La couleur du rose

Rien n’est plus différent que le soir et le matin. Le lever du jour est un prélude, son coucher une ouverture qui se produirait la fin au lieu du commencement comme dans les vieux opéras. Le visage du soleil annonce les moments qui vont suivre, sombre et livide si les premières heures de la matinée doivent être pluvieuses ; rose, léger, mousseux quand une claire lumière va briller. […] Pour le coucher du soleil, c’est autre chose ; il s’agit d’une représentation complète avec un début, un milieu et une fin. Et ce spectacle offre une sorte d’image en réduction des combats, des triomphes et des défaites qui se sont succédé pendant douze heures de façon palpable, mais aussi plus ralentie. L’aube n’est que le début du jour. Le crépuscule en est une répétition.

[…] Le souvenir est la vie même, mais d’une autre qualité.
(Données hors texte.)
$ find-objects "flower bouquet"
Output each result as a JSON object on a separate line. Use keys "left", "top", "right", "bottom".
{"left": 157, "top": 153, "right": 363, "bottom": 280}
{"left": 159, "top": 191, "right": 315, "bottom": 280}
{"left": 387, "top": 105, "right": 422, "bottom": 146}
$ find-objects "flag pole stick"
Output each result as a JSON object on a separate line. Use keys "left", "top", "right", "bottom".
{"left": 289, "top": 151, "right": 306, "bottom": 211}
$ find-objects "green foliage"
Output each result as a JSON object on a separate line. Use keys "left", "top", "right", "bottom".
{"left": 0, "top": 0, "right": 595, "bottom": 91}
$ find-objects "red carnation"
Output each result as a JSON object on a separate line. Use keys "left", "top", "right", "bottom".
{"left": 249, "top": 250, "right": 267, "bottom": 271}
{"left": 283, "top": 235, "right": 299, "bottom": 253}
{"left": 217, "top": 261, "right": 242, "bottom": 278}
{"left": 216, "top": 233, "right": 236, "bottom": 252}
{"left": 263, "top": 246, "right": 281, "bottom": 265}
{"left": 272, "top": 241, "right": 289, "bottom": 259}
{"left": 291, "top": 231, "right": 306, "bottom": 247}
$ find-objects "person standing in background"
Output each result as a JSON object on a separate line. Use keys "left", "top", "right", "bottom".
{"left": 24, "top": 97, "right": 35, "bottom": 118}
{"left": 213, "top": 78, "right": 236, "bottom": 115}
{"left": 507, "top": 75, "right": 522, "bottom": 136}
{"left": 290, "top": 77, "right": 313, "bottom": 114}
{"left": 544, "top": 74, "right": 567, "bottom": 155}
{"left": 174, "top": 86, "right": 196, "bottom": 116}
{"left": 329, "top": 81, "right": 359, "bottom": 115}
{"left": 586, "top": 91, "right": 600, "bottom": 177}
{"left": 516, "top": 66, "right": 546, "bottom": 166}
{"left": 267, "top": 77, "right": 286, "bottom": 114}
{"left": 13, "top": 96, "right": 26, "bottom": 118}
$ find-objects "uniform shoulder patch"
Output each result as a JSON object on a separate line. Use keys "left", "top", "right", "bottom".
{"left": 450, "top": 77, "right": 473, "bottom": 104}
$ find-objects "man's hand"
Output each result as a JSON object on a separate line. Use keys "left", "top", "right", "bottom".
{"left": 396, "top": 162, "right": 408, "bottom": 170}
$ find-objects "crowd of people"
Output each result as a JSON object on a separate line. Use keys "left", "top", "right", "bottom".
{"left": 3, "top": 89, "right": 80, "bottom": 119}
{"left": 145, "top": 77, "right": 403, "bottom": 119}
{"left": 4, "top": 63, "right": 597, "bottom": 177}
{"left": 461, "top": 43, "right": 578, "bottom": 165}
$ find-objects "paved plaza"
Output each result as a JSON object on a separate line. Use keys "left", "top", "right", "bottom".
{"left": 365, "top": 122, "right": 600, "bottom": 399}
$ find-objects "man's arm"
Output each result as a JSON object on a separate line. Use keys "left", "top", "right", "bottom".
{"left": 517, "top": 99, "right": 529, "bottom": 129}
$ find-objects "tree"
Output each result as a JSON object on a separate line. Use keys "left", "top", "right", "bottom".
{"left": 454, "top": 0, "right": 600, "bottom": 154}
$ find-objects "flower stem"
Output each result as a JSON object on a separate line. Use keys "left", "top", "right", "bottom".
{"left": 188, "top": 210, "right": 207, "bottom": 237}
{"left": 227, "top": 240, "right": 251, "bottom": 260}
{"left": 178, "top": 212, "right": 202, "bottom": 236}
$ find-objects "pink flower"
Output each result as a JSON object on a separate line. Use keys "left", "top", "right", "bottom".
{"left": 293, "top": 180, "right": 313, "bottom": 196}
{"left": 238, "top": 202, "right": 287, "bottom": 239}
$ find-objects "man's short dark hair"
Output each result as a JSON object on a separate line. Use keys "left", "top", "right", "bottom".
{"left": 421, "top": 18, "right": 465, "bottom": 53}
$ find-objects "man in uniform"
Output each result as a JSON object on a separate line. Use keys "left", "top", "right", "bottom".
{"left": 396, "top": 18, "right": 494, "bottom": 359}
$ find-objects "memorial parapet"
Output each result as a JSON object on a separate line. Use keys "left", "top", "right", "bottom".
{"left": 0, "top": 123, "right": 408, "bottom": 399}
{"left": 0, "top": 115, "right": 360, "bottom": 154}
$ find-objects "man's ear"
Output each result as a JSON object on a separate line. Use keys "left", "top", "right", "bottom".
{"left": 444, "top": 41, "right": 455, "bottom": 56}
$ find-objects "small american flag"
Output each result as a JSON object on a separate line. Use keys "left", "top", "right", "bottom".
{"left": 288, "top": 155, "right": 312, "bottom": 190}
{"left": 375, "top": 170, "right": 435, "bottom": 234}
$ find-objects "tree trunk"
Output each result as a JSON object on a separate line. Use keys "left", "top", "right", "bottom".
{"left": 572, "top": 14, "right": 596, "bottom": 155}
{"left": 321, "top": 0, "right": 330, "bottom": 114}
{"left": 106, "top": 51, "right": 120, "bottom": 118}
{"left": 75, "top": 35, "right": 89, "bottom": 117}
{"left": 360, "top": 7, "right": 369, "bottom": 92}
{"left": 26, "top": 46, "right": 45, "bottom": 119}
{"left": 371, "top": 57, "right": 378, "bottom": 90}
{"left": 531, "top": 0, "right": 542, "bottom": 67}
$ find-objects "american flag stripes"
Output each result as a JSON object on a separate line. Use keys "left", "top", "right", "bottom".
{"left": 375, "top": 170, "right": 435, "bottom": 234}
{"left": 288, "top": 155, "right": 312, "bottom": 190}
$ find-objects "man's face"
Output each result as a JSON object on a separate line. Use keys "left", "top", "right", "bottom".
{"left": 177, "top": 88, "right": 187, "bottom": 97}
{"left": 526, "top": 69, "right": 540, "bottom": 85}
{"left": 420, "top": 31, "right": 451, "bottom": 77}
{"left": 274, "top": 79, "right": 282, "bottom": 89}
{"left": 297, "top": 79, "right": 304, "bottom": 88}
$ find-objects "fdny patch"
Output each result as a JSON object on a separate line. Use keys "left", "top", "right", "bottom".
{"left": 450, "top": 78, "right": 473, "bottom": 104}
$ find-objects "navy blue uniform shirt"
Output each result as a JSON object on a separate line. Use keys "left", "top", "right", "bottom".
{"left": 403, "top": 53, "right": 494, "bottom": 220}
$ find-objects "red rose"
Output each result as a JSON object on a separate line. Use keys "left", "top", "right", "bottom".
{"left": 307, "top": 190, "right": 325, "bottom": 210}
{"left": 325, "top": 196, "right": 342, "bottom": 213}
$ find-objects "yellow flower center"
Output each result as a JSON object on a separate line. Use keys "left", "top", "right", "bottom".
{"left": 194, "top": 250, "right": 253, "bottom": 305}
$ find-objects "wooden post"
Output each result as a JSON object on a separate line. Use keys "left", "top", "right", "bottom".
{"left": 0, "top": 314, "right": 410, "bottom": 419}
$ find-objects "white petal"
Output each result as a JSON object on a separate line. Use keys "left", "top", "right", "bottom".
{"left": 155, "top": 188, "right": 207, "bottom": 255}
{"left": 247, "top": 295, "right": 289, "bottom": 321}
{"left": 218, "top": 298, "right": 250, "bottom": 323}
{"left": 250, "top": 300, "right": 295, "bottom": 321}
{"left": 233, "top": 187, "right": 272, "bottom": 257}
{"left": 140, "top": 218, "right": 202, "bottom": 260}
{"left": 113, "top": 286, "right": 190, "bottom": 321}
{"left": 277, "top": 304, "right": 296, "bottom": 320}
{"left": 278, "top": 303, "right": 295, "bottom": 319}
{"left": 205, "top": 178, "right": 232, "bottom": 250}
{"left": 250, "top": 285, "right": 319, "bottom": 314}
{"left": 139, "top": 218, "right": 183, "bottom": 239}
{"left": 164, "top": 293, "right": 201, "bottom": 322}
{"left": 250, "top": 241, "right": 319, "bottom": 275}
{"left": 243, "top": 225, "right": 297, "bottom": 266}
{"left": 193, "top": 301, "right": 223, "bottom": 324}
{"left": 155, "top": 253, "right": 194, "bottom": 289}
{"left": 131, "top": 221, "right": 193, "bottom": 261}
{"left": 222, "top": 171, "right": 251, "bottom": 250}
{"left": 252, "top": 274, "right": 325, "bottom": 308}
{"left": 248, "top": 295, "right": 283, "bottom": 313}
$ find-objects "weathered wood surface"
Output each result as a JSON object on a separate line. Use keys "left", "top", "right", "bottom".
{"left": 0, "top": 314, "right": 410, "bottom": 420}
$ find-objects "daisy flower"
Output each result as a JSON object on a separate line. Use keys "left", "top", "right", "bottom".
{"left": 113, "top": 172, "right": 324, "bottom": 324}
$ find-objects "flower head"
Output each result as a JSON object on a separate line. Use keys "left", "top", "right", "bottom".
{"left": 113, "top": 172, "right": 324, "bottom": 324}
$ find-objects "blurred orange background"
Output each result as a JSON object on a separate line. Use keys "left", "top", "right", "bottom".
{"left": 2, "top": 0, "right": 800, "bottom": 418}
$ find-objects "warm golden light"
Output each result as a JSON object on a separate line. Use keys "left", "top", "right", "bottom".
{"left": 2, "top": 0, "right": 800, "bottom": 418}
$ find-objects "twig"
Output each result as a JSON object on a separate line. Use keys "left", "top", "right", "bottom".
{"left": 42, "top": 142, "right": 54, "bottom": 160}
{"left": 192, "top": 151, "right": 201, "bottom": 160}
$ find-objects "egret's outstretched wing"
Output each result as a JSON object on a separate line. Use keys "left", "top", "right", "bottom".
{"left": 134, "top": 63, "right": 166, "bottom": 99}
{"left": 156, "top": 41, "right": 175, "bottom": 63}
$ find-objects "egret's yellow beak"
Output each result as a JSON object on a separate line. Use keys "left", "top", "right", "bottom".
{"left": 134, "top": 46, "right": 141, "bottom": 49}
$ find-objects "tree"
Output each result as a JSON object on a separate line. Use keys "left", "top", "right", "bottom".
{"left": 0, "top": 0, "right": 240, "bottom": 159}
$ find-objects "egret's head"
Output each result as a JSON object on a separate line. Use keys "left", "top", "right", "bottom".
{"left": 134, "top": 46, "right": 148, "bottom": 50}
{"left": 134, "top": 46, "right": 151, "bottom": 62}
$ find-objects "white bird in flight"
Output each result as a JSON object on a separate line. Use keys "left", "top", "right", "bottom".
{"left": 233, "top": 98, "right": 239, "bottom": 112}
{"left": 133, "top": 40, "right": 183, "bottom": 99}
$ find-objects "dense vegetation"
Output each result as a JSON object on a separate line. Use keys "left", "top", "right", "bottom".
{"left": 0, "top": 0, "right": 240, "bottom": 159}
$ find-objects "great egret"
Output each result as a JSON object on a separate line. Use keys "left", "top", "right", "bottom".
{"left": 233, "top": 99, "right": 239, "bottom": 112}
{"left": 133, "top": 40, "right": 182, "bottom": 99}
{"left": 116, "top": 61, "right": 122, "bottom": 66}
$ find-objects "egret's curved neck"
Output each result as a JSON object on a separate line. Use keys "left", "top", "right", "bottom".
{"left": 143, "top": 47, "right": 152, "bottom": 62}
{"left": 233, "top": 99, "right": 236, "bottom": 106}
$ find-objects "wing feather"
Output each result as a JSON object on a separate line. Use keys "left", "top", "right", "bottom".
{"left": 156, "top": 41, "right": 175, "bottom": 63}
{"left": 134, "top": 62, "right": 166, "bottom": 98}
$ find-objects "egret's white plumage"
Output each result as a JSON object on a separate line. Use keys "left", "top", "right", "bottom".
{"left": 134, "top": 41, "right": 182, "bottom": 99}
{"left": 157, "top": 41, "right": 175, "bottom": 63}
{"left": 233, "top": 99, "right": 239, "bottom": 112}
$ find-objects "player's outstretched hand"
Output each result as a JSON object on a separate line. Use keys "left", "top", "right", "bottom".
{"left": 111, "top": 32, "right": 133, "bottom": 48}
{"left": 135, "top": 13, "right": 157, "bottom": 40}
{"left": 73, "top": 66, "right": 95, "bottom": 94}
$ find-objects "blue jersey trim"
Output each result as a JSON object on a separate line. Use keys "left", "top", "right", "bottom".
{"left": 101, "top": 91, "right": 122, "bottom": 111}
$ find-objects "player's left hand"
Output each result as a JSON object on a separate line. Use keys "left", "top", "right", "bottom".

Aussi est-ce quand le soleil s’abaisse vers la surface polie d’une eau calme, telle l’obole d’un céleste avare, ou quand son disque découpe la crête des montagnes comme une feuille dure et dentelée, que l’homme trouve par excellence, dans une courte fantasmagorie, la révélation des forces opaques dont, au fond de lui-même et tout le long du jour, il a vaguement perçu les obscurs conflits.

[…] À 17 h 40, le ciel, du côté de l’ouest, semblait encombré par un édifice complexe, parfaitement horizontal en dessous. […] À son sommet s’accrochaient et se suspendaient vers le zénith, sous l’effet de quelque pesanteur renversée, des échafaudages instables, des pyramides boursouflées, des bouillonnements figés dans un style de moulure qui eussent prétendu représenter des nuages mais auxquelles les nuages ressembleraient eux-mêmes […]. Quand on tournait franchement le dos au soleil, et qu’on regardait vers l’est, on apercevait enfin deux groupes superposés de nuages, étirés dans le sens de la longueur et détachés comme à contre-jour […], tout aérien et nacré de reflets roses, mauves et argentés.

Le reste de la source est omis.